Finalement, chaque film redéfinit son objet à savoir la vocation même du cinéma. L'option du film de Mohamed-Lakhdar Tati Dans le silence, je sens rouler la terre est clairement définie : prendre le cinéma comme l'une des portes d'entrée à une histoire oubliée ou gommée.
Littérature et cinéma sont si jumeaux que Lakhdar Tati, dans la manière de raconter, emprunte au nouveau roman ses ponctuations et ses détours. Comme dans un emboitement, le film met à jour des réalités actuelles de l'Algérie. Il ne se contente pas de les effleurer.

C'est en découvrant la poésie de Max Aube, que Lakhdar Tati, luimême diplômé ès Lettres Modernes, fut mis en contact avec une réalité historique. Il s'agit de l'histoire de vie des antifranquistes qui, à la fin de la guerre civile espagnole viendront se refugier en Algérie pour échapper à la machine de torture et autre garrot de Franco.
Chevauchant les mots du poète, il part exhumer l'histoire de ces oubliés qui furent parqués dans une sorte de camp de concentration sous l'Algérie française.

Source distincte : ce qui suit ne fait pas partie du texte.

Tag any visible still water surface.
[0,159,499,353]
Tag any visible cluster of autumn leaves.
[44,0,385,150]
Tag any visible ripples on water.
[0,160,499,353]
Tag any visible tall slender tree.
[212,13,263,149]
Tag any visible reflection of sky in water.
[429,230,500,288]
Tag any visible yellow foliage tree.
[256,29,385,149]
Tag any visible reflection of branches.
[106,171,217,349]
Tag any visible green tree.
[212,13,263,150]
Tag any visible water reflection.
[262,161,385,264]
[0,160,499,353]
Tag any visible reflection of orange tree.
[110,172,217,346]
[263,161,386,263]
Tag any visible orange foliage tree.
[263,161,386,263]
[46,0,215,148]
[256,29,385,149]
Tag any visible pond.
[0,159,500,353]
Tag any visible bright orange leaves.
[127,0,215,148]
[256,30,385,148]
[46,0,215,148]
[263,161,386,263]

Dans ce voyage à la recherche de la mémoire du temps, Lakhdar Tati fait admettre que l'histoire de ces Espagnols en terre d'Algérie fait partie aussi de l'histoire générale de l'Algérie puisque là où on vous enterre devient votre lieu. D'où, le devoir impérieux des historiens algériens de creuser cette tranche de l'Algérie "française". Ce n'est donc pas seulement comme le dit l'un des personnages du film, que cette histoire là est celle de la France qui avait en charge ces refugiés.
C'est une histoire gommée puisque la France en partant n'a point laissé d'archives dans la bibliothèque de la ville. Si la fonction d'un musée est de conserver la mémoire des choses, celui qui nous est présenté sur le chemin du voyage ne retient du patrimoine que ce qui peut intéresser le touriste. Au détour, sans y avoir l'air, le réalisateur jette un pavé dans la mare des muséologues de nos pays restés dans la conception muséale de type ethnographique. Il n'est donc pas surprenant que l'intérêt pour l'histoire ne se manifeste point. Seulement, rectifie un des personnages, pour aimer l'histoire faudrait il trouver des livres qui en parlent. Parti à la recherche de la mémoire, Tati revient sur l'actualité.

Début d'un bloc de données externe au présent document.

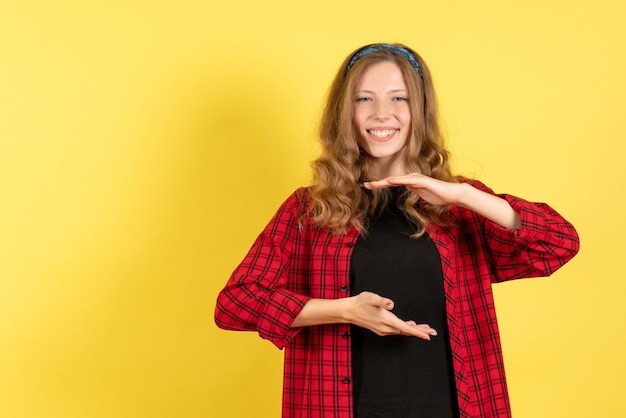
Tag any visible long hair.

Celle de l'émigration avec en sous main cette question : puisque l'histoire nous est commune d'un côté et de l'autre de la Méditerranée, pourquoi refuser à ce jeune pêcheur de traverser la mer juste pour venir voir si le bonheur chanté par ceux qui sont partis, est vrai ?

Le film redessine la carte de l'Algérie et ses points d'histoire. Dans ce voyage et face à l'histoire de ces Espagnols il se résume à ceci prêt : Ce n'est pas mon histoire ; Non je n'en ai jamais entendu parler; Oui, j'en ai un tout petit peu entendu parler. Le "je me souviens" se trouve dans ce camp redessiné par un des habitants du village où les Espagnols avaient séjourné.
Chose évidente, la femme devient ici gardienne de l'histoire puisque la seule personne qui explique le pourquoi et le comment de la venue des refugiés est cette enseignante algérienne de littérature espagnole. La poésie est la douce barque qui nous mène vers cette mémoire oubliée.